Shit, that was close.

I sit back to rearrange my cock in my pants. It’s painful and restricted.

I need to come or I’m going to… Hell, I can’t even think what I’m going to do.

I get a vision of Eliza beneath me, naked, and my entire body tingles.

Fuck.

I unzip my pants with urgency, and I take my cock into my hand. I get a vision of Eliza on her knees in front of me and I begin to pull myself.

Fuck, yeah.

Take it all… take it fucking all.

The grip on my cock is nearly painful. I need it harder, I need her tighter.

I close my eyes and tip my head back. My bicep begins to cramp from the vice-like grip I have on myself.

The shower turns off.

No.

I need it.

I zip my pants up. The bathroom door opens, and I brush past her before she has time to notice the tent in my trousers.

God damn it, woman… I want to fuck your mouth.

I lock the door, turn the water on, and tear my clothes off, desperate for Eliza.

Desperate to ejaculate.

I soap up my hand, get under the water, and I begin to really fuck myself. I need this. I need it hard.

I want it to hurt.

My legs go weak from underneath me, and I put my hand up on the tiles to hold myself steady. I close my eyes and taste Eliza’s skin in my mouth. I can almost feel her breath on my chest, and I come hard. My head tips back and I give a low, guttural moan. My heart is racing, gasping for air, and my body shudders as it comes down from the high. I keep stroking to completely empty my body.

Thinking of her when I come is an out of this world experience. I can’t imagine what the real thing would feel like. Maybe I wouldn’t even survive it.

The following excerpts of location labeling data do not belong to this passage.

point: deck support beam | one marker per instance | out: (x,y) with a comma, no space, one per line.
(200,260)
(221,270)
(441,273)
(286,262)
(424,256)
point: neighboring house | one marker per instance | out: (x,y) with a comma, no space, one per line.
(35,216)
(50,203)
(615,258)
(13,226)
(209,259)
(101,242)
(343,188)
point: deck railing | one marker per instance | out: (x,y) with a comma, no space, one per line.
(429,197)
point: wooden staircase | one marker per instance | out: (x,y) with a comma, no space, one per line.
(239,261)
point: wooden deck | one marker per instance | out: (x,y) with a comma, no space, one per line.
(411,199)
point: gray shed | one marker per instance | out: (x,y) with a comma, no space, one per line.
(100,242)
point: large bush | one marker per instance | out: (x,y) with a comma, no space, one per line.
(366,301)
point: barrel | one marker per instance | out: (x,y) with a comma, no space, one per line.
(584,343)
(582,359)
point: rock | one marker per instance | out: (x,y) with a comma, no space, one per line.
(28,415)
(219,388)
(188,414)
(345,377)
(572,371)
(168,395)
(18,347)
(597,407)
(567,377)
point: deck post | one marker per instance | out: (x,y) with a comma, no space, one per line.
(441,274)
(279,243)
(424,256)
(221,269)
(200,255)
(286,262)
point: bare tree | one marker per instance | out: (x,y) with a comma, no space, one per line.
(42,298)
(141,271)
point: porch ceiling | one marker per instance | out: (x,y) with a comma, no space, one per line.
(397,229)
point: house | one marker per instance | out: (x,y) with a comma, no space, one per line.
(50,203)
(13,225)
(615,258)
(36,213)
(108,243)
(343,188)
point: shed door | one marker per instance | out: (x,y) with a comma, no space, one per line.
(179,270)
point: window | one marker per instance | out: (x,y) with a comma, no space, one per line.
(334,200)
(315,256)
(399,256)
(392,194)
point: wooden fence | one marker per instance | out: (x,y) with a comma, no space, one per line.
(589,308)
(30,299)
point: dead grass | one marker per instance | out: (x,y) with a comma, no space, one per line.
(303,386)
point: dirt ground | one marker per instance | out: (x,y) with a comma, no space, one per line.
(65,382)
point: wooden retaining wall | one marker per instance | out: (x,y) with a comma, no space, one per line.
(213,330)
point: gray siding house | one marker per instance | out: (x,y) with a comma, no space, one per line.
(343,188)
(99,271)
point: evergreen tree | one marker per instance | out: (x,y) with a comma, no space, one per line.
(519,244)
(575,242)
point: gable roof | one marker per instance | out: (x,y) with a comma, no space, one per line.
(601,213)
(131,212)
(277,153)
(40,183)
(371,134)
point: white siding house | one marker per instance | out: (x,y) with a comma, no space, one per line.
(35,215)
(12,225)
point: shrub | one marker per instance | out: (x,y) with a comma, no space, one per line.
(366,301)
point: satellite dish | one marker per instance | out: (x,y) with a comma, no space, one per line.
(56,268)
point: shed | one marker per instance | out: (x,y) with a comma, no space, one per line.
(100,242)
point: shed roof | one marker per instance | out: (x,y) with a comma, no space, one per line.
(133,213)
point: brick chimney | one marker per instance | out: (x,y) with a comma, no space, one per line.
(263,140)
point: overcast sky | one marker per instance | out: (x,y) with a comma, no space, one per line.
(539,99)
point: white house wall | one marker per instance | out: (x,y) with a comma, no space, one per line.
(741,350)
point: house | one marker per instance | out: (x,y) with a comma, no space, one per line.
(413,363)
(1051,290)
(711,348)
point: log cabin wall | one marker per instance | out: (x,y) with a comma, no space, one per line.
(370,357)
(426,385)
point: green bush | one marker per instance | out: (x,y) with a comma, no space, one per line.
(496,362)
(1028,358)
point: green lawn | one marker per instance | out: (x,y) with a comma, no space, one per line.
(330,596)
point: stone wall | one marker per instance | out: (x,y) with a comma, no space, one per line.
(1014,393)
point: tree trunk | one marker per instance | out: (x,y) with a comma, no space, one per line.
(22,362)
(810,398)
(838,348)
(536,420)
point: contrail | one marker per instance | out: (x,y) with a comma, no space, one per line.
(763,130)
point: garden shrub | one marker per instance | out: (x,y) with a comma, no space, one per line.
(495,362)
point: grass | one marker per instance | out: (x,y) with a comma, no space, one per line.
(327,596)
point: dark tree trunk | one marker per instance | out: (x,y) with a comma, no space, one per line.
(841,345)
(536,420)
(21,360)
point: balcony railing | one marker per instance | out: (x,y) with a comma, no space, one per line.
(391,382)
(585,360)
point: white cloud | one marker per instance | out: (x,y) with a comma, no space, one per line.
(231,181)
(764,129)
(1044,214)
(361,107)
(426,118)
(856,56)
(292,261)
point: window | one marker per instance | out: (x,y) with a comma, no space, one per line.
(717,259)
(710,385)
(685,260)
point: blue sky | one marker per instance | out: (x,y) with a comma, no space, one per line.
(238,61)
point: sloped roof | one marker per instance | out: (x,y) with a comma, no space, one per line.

I stand under the shower, the water running down over my face, and the more I come down from the high, the more guilt fills me.

Eliza trusts me, and I’m jerking off over her like she’s a piece of meat in a porno.

What the fuck is wrong with me?

I stand under the water for a long time and slowly wash my hair. I’m dreading facing her.

Eventually, when I can’t put it off any longer, I turn off the shower and dry myself. Normally, I would walk out there in a towel and dress in front of her but I can’t now. It feels weird.